“I’m very interested in any way that psychology and the criminal mind intersect."

by Rebecca Endres

In just a few years, Fallon Kane, an Adelphi University junior majoring in psychology and criminal justice, has earned the respect of her peers and professors as an ambitious student and committed campus leader and advocate. Kane’s drive to help others is especially evident in her work with faculty in the Gordon F. Derner Institute of Advanced Psychological Studies and in her extracurricular pursuits.

At Derner, Kane has opted to participate in the selective Emerging Scholars Program, in which undergraduates work alongside faculty in pursuing original research. Kane explained that she is working with Professor Robert Bornstein, Ph.D., on a quantitative analysis of “the relationship between dependency and male perpetrators of intimate partner violence.” They are analyzing the studies on this topic that have been conducted in the past 25 years and finding trends based on quantitative data.

Their research to date indicates that “the more dependent men are, the more likely they are to physically hurt their spouse,” a phenomenon Kane attributes to a desperate need to hold on to a partner or spouse. “Hurting them becomes a way to make them stay,” she said. The next step will be finding ways to train therapists to effectively treat these perpetrators. She will be presenting the findings at three conferences, including the American Psychological Association conference in Toronto.

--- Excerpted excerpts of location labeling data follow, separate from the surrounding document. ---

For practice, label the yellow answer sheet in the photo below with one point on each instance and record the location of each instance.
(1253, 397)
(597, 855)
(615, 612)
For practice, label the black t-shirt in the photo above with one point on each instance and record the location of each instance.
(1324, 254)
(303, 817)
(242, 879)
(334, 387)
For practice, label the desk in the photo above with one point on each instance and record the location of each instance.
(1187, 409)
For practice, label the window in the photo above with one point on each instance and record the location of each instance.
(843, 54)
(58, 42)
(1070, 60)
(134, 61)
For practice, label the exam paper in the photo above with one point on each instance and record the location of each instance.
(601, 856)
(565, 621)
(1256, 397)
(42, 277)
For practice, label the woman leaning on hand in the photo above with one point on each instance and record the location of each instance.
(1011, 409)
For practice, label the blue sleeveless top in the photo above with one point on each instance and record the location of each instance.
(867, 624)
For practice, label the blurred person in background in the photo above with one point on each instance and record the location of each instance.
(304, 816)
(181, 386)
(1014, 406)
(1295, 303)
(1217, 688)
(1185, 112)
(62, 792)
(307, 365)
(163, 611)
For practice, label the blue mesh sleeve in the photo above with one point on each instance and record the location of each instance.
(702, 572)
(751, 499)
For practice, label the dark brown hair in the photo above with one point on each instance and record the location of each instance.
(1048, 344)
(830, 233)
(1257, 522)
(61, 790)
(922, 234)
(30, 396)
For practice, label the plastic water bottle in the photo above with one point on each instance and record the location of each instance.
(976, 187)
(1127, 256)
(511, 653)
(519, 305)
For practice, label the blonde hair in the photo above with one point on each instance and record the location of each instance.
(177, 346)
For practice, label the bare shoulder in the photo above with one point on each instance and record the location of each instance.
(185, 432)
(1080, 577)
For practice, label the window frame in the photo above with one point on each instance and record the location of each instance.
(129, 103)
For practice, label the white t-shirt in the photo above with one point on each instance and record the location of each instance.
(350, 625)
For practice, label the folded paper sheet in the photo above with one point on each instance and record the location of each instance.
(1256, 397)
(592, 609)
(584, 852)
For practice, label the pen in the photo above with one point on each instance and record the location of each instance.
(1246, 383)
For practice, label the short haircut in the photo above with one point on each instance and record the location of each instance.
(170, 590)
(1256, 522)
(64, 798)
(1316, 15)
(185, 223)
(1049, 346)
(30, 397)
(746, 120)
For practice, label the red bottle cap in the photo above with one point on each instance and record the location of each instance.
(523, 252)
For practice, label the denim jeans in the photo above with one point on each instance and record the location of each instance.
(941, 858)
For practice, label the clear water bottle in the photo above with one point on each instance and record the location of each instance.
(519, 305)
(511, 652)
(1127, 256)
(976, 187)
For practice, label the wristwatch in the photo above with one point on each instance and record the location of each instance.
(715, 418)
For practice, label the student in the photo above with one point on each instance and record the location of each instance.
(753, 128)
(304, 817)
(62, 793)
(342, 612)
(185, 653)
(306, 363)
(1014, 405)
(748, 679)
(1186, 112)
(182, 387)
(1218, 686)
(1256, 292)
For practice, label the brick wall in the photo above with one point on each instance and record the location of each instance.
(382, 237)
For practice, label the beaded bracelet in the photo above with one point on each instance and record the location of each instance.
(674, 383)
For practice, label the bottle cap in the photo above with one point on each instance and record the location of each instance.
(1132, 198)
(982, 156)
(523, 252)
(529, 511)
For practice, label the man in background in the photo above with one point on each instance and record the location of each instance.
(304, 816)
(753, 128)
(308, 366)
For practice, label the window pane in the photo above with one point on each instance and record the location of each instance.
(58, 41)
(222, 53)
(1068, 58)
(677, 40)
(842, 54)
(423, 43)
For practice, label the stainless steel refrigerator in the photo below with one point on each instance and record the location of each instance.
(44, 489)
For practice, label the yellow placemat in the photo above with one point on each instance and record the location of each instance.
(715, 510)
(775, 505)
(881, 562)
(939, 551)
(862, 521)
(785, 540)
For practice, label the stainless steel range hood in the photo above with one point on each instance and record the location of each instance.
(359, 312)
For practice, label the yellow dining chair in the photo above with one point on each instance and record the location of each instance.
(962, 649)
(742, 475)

“I’m very interested in any way that psychology and the criminal mind intersect,” Kane explained, and when she approached Dr. Bornstein, he proposed collecting research for his study of dependency and violence. She jumped at the opportunity to unite her two interests. “I think it’s something I definitely want to do in the future; I didn’t realize how interested I was in that specific area of interpersonal violence and domestic violence until I started researching it,” she said.

Beyond her academic pursuits, Kane has also been involved in multiple internships and club activities, from serving as a program intern and mentor for the National Eating Disorders Association (NEDA) to mentoring high school students at risk for dropping out through C.A.L.I.B.E.R., a community service organization on campus that she is heavily involved with. As the president of Adelphi’s Psychology Club, she recently helped organize events to fundraise for the National Alliance on Mental Illness (NAMI).

“Every day I want to try to find something to make the world better,” she said when asked about her tireless work on campus and drive in the classroom, “so that’s just another avenue through which I can do it.”